Darbecilere ve onlara ortam hazırlayıp destekleyenlere sesleniyoruz: Göz boyamayla, yalanla, inkar etmeyle, belki adaletten bile kaçabilirsiniz; ama vicdanlardan asla kaçamazsınız. Vicdansızlık, aşağılık planların ve senaryoların ifşa edilmesi değildir. Asıl vicdansızlık; halkına karşı, ülkesine karşı, sözde koruma ve kollama güdüsüyle planlar ve girişimler hazırlamaktır. Asıl vicdansızlık, bu planlardan ve teşebbüslerden haberi olduğu halde ilgililer hakkında gerekli yasal işlemleri yapmamak, açıkça onlardan yana taraf olmak ve bu darbe planlarını sızdıran veya sızdıranlar ve bunları haber yapanlar hakkında soruşturmalar açmaktır.
Unutmayın! Türkiye Cumhuriyetinde sivil vesayet/sivil faşizm tehlikesi yoktur! Bu vehim, sivil idareyi bertaraf etme girişiminin ucuz bir bahanesidir.
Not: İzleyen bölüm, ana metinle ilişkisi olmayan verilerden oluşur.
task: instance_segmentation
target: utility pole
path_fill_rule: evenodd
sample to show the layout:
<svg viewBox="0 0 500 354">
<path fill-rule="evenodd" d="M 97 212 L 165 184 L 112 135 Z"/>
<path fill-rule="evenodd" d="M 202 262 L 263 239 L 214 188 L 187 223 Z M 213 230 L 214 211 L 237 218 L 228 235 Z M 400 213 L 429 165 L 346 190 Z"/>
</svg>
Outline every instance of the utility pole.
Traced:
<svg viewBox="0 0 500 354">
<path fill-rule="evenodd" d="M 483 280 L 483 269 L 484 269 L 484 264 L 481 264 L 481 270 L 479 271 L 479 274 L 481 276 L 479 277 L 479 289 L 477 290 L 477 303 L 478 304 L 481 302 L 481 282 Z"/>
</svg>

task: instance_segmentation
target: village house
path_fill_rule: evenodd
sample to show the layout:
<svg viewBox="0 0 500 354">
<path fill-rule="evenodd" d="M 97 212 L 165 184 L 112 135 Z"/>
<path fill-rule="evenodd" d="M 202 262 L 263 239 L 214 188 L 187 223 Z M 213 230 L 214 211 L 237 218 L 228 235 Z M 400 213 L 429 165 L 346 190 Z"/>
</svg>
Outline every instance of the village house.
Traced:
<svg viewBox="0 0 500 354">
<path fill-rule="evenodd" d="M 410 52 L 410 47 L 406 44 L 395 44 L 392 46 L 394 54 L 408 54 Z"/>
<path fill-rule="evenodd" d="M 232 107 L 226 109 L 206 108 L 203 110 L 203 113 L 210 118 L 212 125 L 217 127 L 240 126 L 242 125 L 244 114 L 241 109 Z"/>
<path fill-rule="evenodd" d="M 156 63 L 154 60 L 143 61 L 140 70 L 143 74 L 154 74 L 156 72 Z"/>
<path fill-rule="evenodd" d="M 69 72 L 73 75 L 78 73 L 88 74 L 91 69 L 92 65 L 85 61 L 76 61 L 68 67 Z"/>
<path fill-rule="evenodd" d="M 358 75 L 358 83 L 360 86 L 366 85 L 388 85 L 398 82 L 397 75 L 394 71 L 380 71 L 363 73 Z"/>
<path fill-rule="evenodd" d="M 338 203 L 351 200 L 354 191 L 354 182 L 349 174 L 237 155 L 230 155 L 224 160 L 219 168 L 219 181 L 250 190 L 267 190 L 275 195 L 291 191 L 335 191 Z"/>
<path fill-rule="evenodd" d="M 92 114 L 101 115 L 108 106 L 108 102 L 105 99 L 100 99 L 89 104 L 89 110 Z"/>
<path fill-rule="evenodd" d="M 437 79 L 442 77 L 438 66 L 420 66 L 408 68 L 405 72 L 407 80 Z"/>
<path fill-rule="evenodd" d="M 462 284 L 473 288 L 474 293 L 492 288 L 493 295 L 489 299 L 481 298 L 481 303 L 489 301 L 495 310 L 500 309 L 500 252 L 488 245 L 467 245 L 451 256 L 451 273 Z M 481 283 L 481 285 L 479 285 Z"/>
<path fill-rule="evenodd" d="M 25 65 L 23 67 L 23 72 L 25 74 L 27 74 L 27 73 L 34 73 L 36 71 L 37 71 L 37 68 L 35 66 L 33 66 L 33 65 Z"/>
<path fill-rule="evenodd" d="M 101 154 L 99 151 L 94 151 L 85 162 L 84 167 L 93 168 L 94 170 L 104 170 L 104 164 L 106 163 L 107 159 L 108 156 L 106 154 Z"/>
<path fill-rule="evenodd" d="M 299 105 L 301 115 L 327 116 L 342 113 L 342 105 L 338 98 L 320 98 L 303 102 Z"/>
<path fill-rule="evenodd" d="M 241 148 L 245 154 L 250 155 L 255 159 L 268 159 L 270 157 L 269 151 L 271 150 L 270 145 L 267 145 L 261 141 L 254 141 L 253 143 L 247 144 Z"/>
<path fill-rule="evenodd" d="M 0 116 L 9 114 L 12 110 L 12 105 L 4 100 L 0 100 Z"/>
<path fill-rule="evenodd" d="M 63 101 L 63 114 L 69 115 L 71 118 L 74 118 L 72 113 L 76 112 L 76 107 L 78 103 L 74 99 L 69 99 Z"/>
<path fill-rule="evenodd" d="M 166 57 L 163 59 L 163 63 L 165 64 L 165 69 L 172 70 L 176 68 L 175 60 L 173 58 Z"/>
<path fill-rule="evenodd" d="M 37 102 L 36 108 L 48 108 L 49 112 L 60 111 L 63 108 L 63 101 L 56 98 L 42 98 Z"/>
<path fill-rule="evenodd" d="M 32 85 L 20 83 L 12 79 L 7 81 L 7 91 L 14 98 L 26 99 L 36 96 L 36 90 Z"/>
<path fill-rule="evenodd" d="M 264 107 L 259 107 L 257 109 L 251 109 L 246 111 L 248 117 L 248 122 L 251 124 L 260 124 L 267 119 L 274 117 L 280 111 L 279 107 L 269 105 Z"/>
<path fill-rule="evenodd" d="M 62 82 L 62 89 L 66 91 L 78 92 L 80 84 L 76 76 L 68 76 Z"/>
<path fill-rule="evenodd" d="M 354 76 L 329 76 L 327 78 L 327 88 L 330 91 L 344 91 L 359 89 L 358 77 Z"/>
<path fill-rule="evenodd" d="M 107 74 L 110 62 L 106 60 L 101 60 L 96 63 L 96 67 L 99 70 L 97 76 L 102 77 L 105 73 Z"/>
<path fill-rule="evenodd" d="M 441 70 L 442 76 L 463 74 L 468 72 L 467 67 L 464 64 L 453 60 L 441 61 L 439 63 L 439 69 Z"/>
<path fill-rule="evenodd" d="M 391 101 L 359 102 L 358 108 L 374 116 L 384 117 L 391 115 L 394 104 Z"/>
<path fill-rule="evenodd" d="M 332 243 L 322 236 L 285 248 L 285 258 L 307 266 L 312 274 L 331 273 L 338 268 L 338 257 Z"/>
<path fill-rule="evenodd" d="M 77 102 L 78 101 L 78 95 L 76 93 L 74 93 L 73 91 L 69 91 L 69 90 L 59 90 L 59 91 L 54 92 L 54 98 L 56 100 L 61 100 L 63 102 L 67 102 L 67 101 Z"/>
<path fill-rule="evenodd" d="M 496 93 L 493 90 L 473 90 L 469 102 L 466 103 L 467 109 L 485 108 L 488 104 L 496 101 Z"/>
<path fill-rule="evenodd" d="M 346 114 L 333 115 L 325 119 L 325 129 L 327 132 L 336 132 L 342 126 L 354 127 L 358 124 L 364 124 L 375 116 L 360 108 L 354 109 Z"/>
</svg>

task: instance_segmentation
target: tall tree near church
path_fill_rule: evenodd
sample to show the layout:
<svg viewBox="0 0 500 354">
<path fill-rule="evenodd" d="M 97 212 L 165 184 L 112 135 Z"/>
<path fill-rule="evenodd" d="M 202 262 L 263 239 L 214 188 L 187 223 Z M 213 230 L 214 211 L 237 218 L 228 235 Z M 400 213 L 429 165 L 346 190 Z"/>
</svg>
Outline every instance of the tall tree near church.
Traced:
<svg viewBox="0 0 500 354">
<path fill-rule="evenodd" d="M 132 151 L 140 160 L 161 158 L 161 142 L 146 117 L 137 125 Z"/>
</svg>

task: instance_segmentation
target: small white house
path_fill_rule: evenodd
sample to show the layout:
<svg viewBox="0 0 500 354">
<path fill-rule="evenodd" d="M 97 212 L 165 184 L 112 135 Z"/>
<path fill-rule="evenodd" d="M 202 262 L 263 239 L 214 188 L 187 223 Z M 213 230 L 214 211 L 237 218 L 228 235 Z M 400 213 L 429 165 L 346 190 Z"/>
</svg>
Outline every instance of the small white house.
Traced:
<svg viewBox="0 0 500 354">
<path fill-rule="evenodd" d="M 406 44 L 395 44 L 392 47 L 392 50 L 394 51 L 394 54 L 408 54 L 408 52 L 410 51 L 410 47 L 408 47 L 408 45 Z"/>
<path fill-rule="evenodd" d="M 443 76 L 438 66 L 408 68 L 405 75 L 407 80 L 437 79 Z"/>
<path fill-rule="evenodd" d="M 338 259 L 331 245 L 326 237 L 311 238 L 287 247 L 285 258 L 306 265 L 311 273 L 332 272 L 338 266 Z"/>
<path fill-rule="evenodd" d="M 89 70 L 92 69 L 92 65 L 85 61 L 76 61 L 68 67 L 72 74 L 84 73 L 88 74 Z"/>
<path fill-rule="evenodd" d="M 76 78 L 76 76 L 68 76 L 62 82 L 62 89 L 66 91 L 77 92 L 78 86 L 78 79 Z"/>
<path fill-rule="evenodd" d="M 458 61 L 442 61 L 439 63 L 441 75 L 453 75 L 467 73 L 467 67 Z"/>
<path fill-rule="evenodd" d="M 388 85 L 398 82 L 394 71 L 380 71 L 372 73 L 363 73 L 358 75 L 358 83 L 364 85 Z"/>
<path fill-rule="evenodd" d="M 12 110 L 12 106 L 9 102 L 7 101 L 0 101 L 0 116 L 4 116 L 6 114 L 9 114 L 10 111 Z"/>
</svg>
Çözümün ilk adımı bellidir: Sivil anayasa, acilen gündeme alınmalı ve hazırlanmalıdır. İnsan haklarına dayalı, hak ve özgürlüklerin istisnasız güvence altında olduğu, güvenli yaşama hakkının sağlandığı, düşünce ve inanç özgürlüğünün kamuda da yaşandığı, sendikal haklarla emeğe yönelik sömürünün son bulduğu sivil anayasa, halkımız için ekmek gibi, su gibi, nefes almak gibi bir ihtiyaçtır. Geleceğin imarı, geçmişle yüzleşmeye bağlıdır. 2010 yılı darbecileri, 12 Eylül 1980 darbecilerine hesap sorulmamış olması nedeniyle bu kadar pervasız ve ahlaksızdırlar. Sivil Türkiye halkı, kendi sivil anayasasıyla birlikte, bu sefil darbecilerden/cuntacılardan hesap soracaktır.